I've finally re-found a talk I think about at least once a week

"But don’t let that distract you; it was designed to kill people."

" Don't Get Distracted " by Caleb Hearth

A deeply important watch for anyone in software/hardware engineering, especially in a AI era

(available in both text or (I highly recommenced) video)

https://calebhearth.com/dont-get-distracted

or

https://www.youtube.com/watch?v=UBdBoWAtLNI

@benjojo i am reminded of this awesome logo the Gulaschprogrammiernacht hacker event had in 2017:
#gpn https://zkm.de/en/event/2017/05/gulaschprogrammiernacht-gpn-2017

@benjojo Younger me definitely walked away from a promising job opportunity at a company I'd had a very positive internship experience with because one of the demos they were very thrilled about internally was where they'd lined up all the visualization and telemetry systems correctly so that, factoring in all GPS, accelerometer, and dead-reckoning signal, their model showed a missile bulls-eyeing a bridge.

... As I've gotten older, I haven't ever felt like I made the wrong choice but I think I would have made it for different reasons.
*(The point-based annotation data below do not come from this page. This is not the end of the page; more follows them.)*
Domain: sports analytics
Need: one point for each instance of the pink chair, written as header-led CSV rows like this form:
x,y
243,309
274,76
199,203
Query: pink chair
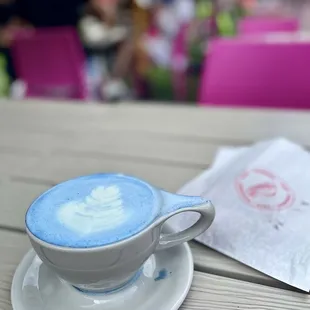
x,y
260,25
51,62
257,73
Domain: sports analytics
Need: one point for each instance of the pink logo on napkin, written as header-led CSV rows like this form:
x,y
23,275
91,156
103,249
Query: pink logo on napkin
x,y
261,189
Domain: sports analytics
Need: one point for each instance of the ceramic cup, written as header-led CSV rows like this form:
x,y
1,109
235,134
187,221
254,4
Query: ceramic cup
x,y
110,267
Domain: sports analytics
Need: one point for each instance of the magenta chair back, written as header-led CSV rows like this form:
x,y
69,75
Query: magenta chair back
x,y
257,73
259,25
51,63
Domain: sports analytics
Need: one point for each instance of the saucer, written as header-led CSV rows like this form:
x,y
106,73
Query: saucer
x,y
162,284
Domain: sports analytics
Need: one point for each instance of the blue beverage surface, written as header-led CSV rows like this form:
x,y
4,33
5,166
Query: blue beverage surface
x,y
92,211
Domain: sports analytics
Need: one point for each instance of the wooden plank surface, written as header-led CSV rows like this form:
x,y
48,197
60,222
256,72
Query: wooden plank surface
x,y
208,291
17,196
42,144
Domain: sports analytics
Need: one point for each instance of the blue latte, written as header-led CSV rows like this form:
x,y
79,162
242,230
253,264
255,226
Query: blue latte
x,y
92,211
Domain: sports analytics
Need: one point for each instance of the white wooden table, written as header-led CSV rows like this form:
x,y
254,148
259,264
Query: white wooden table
x,y
44,143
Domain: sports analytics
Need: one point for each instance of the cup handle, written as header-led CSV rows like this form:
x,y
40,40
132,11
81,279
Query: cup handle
x,y
207,214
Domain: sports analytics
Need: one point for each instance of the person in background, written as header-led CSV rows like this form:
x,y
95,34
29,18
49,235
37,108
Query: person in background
x,y
49,13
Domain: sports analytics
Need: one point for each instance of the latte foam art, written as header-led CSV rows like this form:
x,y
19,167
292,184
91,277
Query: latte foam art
x,y
102,210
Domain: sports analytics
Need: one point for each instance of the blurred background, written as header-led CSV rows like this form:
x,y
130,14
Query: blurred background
x,y
223,52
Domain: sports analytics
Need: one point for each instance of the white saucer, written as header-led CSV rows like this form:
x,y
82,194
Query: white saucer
x,y
162,285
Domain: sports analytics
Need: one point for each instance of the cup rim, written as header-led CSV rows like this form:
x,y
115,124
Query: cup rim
x,y
44,243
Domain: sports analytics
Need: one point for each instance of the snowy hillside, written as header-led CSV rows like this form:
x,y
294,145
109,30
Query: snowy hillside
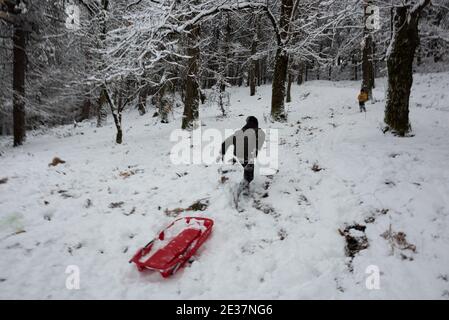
x,y
385,196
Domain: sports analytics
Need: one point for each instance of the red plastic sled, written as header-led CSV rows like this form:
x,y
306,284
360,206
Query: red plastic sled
x,y
174,246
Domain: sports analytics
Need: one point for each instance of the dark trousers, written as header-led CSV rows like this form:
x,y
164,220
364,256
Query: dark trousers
x,y
362,106
248,172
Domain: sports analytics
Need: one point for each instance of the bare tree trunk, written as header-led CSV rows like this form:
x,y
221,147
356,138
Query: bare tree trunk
x,y
252,68
142,104
19,68
101,109
289,88
281,65
367,55
400,67
278,86
191,102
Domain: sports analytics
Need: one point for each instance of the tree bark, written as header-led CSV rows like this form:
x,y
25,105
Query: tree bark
x,y
191,102
252,68
367,55
19,69
289,88
278,86
281,65
142,104
400,67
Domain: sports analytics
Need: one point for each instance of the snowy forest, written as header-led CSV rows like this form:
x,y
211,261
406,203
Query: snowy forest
x,y
92,90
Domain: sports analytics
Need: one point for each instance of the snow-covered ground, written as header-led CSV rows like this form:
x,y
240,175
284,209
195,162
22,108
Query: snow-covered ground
x,y
286,244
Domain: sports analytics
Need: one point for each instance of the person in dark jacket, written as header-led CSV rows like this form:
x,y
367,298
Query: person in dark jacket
x,y
247,142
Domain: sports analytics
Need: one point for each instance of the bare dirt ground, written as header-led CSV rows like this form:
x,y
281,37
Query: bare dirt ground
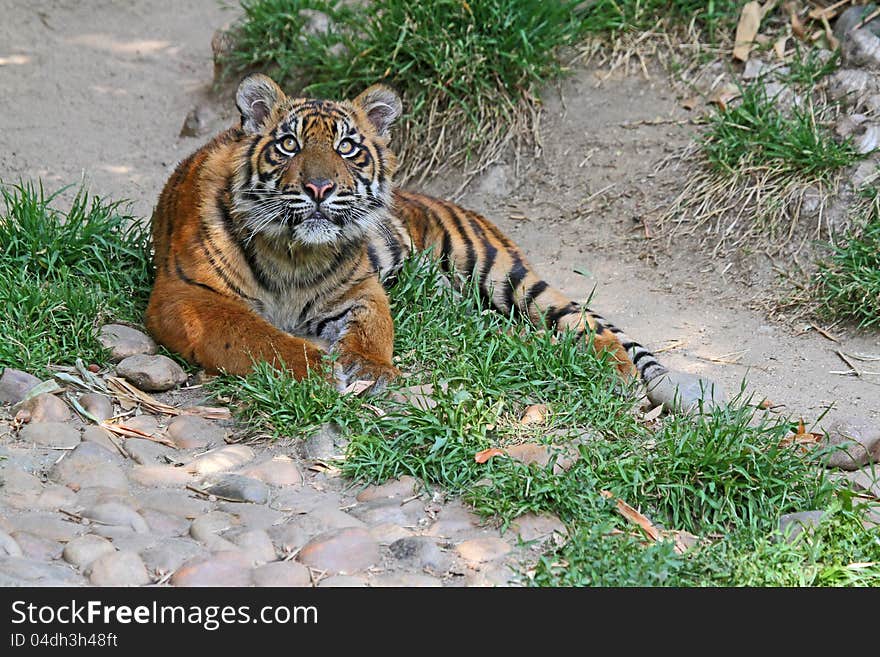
x,y
100,89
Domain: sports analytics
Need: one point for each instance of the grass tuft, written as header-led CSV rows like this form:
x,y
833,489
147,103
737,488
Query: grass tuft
x,y
847,284
723,476
63,274
468,72
758,165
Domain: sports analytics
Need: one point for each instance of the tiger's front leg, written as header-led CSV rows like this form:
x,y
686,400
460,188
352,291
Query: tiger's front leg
x,y
366,339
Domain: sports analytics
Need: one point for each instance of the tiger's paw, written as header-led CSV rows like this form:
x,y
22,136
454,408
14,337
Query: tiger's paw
x,y
350,368
680,391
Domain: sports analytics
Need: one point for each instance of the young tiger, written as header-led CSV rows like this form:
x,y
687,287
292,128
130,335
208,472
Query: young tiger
x,y
273,240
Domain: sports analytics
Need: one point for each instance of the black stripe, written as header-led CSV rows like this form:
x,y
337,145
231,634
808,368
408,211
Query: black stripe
x,y
555,314
320,326
533,293
186,279
471,257
375,261
514,278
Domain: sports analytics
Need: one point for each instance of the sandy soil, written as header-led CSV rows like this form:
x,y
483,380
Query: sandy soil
x,y
100,89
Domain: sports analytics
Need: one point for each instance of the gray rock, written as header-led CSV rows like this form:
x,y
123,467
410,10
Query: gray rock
x,y
89,465
537,527
57,435
288,537
145,422
849,85
853,443
860,49
148,452
455,521
282,573
480,550
8,546
131,542
277,471
325,518
792,525
164,524
378,512
153,476
683,391
342,551
405,580
14,385
221,460
36,573
123,341
47,525
852,17
207,528
253,516
83,550
97,405
342,581
100,437
196,122
421,552
45,408
114,513
240,488
37,547
387,533
152,373
754,68
221,569
867,479
325,445
174,502
257,545
301,499
118,569
192,432
170,554
393,489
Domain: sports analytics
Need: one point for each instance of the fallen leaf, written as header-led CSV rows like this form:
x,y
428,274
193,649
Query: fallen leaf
x,y
535,414
747,30
817,13
797,25
724,95
653,414
690,103
357,387
486,454
802,438
779,47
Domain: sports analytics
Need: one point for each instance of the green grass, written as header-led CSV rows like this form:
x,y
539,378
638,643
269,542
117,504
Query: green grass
x,y
848,280
63,274
467,71
755,133
722,476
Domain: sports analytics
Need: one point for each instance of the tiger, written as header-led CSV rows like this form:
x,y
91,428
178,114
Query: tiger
x,y
276,241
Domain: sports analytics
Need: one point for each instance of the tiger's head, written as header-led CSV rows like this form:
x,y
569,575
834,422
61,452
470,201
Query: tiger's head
x,y
313,172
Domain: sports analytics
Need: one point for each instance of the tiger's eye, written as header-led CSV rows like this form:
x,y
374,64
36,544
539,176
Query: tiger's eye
x,y
346,147
288,145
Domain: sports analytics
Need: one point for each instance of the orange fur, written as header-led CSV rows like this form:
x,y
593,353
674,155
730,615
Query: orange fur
x,y
271,242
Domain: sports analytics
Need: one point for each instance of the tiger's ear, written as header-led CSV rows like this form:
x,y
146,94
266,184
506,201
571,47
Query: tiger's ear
x,y
257,96
382,105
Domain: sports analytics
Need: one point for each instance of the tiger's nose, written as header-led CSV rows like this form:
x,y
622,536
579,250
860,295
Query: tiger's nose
x,y
319,188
Because the alternative to such software existing isn't "Nobody launches that bomb." It's "They launch three and pray one hits."
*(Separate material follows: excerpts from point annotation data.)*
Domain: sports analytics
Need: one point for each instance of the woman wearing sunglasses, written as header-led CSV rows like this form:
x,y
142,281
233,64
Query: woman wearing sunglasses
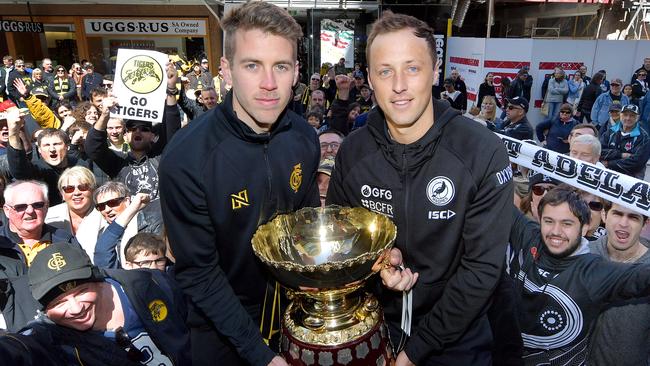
x,y
77,213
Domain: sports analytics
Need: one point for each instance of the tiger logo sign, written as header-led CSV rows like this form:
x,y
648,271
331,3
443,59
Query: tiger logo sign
x,y
140,85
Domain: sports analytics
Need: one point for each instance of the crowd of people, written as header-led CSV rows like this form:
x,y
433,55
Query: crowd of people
x,y
125,242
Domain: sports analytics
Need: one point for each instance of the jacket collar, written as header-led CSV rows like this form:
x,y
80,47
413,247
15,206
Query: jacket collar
x,y
618,127
410,156
243,131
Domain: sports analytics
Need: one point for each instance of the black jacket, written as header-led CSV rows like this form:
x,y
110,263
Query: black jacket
x,y
446,199
561,298
22,167
17,305
219,180
139,175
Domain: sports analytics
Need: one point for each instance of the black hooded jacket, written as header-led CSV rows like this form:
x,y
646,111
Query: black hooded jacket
x,y
446,193
219,180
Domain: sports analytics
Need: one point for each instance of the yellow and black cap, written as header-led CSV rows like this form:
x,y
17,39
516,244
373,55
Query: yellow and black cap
x,y
59,268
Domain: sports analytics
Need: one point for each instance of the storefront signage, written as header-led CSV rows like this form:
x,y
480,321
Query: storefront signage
x,y
19,26
184,27
140,85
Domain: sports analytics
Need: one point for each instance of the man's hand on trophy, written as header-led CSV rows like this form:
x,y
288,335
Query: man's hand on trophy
x,y
394,275
278,361
403,360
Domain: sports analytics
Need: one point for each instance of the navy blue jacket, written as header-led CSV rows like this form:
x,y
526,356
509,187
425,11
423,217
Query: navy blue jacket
x,y
614,144
219,180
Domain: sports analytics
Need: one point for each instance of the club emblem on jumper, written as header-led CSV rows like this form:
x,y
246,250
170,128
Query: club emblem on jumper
x,y
440,191
296,177
142,74
239,200
158,310
56,262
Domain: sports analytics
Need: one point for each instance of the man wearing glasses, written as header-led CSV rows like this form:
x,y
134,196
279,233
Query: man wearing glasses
x,y
330,141
126,217
516,124
25,235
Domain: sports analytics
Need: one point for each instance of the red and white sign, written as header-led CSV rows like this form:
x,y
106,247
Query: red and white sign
x,y
468,68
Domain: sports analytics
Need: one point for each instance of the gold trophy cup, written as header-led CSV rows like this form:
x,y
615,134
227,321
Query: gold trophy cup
x,y
323,256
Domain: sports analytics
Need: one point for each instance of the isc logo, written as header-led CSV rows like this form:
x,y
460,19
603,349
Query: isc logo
x,y
441,215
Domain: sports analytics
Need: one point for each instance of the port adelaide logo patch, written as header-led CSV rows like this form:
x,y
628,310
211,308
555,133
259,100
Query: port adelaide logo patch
x,y
440,191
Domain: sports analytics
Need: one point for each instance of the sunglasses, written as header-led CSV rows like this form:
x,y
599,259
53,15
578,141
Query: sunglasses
x,y
539,190
141,128
147,263
132,353
81,187
595,205
110,203
21,207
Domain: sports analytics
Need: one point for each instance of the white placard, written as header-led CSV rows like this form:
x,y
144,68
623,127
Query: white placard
x,y
184,27
613,186
140,85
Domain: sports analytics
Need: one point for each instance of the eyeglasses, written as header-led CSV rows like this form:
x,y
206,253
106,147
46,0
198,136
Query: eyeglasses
x,y
595,205
141,128
329,145
21,207
122,339
147,263
540,190
110,203
81,187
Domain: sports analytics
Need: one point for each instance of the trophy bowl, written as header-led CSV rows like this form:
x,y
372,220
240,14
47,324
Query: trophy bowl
x,y
325,247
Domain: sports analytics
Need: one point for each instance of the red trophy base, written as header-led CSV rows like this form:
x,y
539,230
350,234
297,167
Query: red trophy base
x,y
369,349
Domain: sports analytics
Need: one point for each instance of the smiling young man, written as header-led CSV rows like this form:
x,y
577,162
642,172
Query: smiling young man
x,y
444,193
562,287
231,170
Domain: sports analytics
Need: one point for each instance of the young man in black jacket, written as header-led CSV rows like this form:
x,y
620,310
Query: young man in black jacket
x,y
562,288
418,162
231,170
In a war... If the military can't find the cellphone in the apartment complex to send a sharpshooter drone in, they level the whole building. What one does with that knowledge is on one's own conscience.

@benjojo @mei I found the text version better personally. But WOW, this is a gem. I'm gonna send it to the next person who asks me "you can work at [defense contractor in the area] on stuff that's not for killing people". Because it puts into words _with evidence_ what I already know deep down much better than I can.